# pic of the top of the motor



## SouthDakotaA6 (Apr 27, 2009)

so i know this really does not help much but for a while I have been working on my a6. I ended up by swapping out turbos and what not well right now i am in the part of the job where i need to hook everything back up i need a favor can anyone take a pic of there motor , there is a plug i can not figure out what it plugs into it is on the driverside top of the motor a 3pin purple plug and it is not very long and i have ether been working on the damn car to long or i will be pissed and i forgot somthing i will take a pic and post when i get out to where my car is at. thank you for reading all this crap. any help would be amazing thank you


----------



## GLS-S4 (Jun 6, 2005)

*Re: pic of the top of the motor (SouthDakotaA6)*

Not sure if this helps


----------



## SouthDakotaA6 (Apr 27, 2009)

*Re: pic of the top of the motor (GLS-S4)*

that helps thank you i may take a pic of the plug and put it on here and see if that would help a bit more but thank you


----------



## GLS-S4 (Jun 6, 2005)

*Re: pic of the top of the motor (SouthDakotaA6)*

If we knew which specific connector and it's location, I'm sure we could help http://****************.com/smile/emthup.gif


----------



## SouthDakotaA6 (Apr 27, 2009)

*Re: pic of the top of the motor (GLS-S4)*

i will be at the garage where it is at tomorrow so i will have the pic and what not, thanks again for the help


----------



## SouthDakotaA6 (Apr 27, 2009)

*Re: pic of the top of the motor (SouthDakotaA6)*

 http://s701.photobucket.com/al...tmany

here is a link to photo bucket here are some pics of the plug please if you can tell me where this damn thing goes it would be amazing thank you


----------



## GLS-S4 (Jun 6, 2005)

*Re: pic of the top of the motor (SouthDakotaA6)*

Linky no worky, perhaps copy the photo url and place between







tags


----------



## SouthDakotaA6 (Apr 27, 2009)

*Re: pic of the top of the motor (GLS-S4)*










_Modified by SouthDakotaA6 at 6:43 PM 9-4-2009_










_Modified by SouthDakotaA6 at 6:44 PM 9-4-2009_


----------



## GLS-S4 (Jun 6, 2005)

*Re: pic of the top of the motor (SouthDakotaA6)*

It looks suspiciously like a connector for a driver side fuel injector.
You can see them in the pic I posted earlier, follow fuel rail on driver side to see three injector connections tucked underneath.
BTW wire spring clip is missing from connector so it won't be able to lock in position once installed so perhaps try to find it http://****************.com/smile/emthup.gif 


_Modified by GLS-S4 at 12:21 AM 9-6-2009_


----------



## SouthDakotaA6 (Apr 27, 2009)

*Re: pic of the top of the motor (GLS-S4)*

so i used a code reader and it threw a cam shaft sensor any ideas? on if that could be what that plug is ?


----------



## GLS-S4 (Jun 6, 2005)

*Re: pic of the top of the motor (SouthDakotaA6)*

Could be... does the wire reach?

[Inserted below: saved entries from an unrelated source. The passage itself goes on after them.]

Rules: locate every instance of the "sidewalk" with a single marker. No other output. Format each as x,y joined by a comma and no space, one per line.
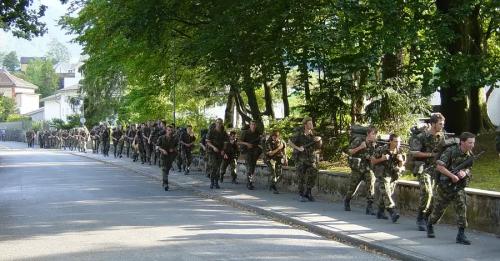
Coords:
327,219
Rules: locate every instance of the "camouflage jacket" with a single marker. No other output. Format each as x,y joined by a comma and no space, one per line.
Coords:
308,156
388,168
426,142
271,145
360,161
452,157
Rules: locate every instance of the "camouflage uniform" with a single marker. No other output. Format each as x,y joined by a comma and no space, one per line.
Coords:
217,138
306,163
387,173
169,144
252,154
187,156
426,142
232,152
361,171
450,158
274,163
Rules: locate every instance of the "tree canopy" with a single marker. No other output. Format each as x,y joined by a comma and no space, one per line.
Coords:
348,61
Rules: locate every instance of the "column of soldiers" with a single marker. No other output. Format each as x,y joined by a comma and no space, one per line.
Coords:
378,164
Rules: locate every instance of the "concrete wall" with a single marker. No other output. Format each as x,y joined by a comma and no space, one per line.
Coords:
483,207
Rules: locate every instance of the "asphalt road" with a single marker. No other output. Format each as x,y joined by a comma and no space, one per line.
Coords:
57,206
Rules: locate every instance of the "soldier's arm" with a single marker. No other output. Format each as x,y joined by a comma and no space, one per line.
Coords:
444,161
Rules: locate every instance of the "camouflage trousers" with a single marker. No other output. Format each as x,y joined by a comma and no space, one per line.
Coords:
356,177
187,157
427,184
385,190
307,174
443,198
275,171
166,166
231,162
251,159
214,162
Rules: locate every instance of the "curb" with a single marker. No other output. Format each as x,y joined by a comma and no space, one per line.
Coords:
366,245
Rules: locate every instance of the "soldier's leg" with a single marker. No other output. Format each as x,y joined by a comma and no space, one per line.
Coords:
272,172
426,187
232,167
301,175
225,163
439,204
312,175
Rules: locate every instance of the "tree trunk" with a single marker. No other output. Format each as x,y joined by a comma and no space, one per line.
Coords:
268,97
229,112
248,88
284,89
304,77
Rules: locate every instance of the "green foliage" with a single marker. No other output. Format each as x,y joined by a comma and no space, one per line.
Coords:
23,20
11,62
42,74
37,126
17,117
396,106
57,52
7,107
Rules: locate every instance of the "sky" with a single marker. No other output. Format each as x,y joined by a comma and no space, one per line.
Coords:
38,46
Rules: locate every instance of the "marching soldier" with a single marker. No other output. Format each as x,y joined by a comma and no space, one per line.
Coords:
250,139
231,153
117,139
304,143
275,158
425,148
447,189
216,138
388,164
167,145
187,143
361,151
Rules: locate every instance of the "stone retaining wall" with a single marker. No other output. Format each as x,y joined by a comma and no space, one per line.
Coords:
483,207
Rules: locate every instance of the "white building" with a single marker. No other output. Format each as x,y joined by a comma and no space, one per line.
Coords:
21,91
66,100
62,103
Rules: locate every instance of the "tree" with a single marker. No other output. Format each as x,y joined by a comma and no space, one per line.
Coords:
11,62
57,52
7,107
23,20
41,73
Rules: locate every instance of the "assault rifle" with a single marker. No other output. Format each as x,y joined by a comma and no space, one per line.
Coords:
381,141
445,180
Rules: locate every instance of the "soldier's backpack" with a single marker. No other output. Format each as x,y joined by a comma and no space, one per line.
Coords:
357,131
415,166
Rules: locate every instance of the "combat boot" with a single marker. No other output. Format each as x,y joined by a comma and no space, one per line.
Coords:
394,215
309,195
302,198
347,204
369,208
430,231
274,189
420,221
381,213
461,238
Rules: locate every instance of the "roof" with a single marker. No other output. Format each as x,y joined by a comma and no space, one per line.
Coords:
9,80
35,111
26,60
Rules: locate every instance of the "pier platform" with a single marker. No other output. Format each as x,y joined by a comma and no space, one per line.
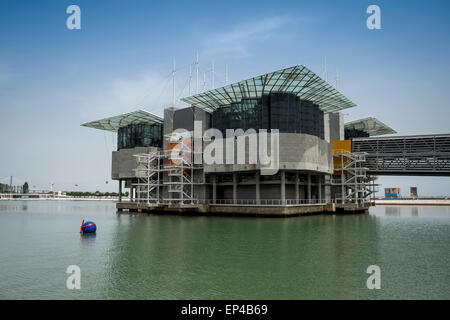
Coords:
242,210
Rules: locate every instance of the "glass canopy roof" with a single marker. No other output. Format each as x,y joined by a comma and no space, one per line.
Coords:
116,122
298,80
372,126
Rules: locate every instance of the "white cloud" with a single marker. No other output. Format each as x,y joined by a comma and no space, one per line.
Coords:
241,37
151,92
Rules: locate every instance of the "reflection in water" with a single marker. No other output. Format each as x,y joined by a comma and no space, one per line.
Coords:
392,211
177,257
141,256
88,239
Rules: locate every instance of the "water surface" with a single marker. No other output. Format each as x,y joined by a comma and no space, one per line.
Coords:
140,256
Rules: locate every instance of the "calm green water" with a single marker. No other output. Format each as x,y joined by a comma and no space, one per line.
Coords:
140,256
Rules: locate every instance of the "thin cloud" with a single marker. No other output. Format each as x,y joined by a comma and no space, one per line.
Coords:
241,37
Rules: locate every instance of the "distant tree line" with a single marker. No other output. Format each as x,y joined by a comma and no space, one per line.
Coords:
5,188
95,194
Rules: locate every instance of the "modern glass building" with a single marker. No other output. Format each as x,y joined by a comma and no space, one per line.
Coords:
366,127
304,109
134,129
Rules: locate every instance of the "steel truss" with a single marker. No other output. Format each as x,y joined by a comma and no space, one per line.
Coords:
148,177
351,176
406,155
171,170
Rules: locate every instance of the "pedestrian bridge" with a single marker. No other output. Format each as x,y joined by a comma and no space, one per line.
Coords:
421,155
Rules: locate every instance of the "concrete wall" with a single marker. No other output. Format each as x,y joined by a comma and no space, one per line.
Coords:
333,126
297,151
123,162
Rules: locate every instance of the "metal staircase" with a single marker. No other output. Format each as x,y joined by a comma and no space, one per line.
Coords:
351,176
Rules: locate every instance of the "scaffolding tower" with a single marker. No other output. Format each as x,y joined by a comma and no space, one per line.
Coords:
148,177
350,175
179,167
166,176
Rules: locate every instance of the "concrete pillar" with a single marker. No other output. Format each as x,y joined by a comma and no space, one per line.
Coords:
234,187
308,188
213,177
283,187
319,187
257,185
120,190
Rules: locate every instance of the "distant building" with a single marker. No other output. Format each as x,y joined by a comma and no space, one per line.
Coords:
295,101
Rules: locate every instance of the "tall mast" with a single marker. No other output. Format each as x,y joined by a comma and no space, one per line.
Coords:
226,74
212,74
173,82
190,77
196,70
337,79
204,81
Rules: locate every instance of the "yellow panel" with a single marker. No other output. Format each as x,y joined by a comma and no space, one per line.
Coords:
342,145
339,147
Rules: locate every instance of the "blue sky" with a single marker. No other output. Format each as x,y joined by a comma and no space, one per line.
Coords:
53,79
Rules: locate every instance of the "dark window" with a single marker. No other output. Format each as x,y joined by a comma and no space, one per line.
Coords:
140,135
282,111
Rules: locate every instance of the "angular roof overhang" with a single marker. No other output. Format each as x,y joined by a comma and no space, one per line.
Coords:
372,126
123,120
298,80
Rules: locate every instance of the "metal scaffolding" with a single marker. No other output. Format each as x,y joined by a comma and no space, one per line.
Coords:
166,176
351,176
148,177
179,167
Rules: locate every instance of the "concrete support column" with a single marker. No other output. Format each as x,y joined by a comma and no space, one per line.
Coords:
257,185
234,187
213,177
283,187
120,190
319,187
308,188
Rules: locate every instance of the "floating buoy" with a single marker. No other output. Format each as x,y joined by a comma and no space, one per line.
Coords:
88,227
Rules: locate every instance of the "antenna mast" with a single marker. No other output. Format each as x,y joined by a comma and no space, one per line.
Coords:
204,81
212,74
337,79
226,74
173,82
190,77
196,70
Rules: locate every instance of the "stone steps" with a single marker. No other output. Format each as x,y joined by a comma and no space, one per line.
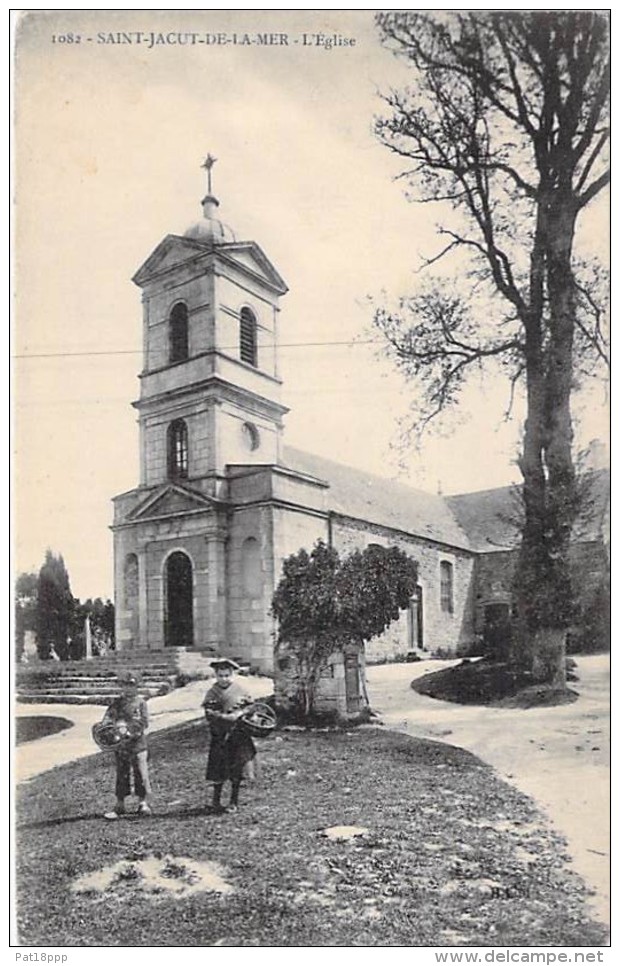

Look in my pic above to see driver side Camshaft Adjuster connector beside oil dipstick.
FWIW on several 2.7T's here, the Fuel Injector connectors are all black (identical to your pic) and the driver side Camshaft Adjuster connector is same size but grey in color.


_Modified by GLS-S4 at 1:59 PM 9-6-2009_


----------



## JBallou (Jan 6, 2009)

If it is the cam sensor plug, it is under the silver intake pipe at the end of the drivers side head. Hard to see.


----------



## SouthDakotaA6 (Apr 27, 2009)

*Re: (JBallou)*

thanks everyone for the help but as much as this hurts me to say on friday i went out to the car to start it and give it a spin after driving 400 miles and the tranny took a **** so after towing it we will see what is wrong with it now and from there my struggle with this car may continue but we will see thanks


----------



## SouthDakotaA6 (Apr 27, 2009)

*Re: (SouthDakotaA6)*

so i do another post I am trading the car as is the dealership is letting me take the turbos that i had just put on they only have 400 miles on them i was thinking about selling them for a $1,000 does anyone know where a decent place to sell them are at if I can get a grand i will take them off if anything less then that i will say f it and leave them on


----------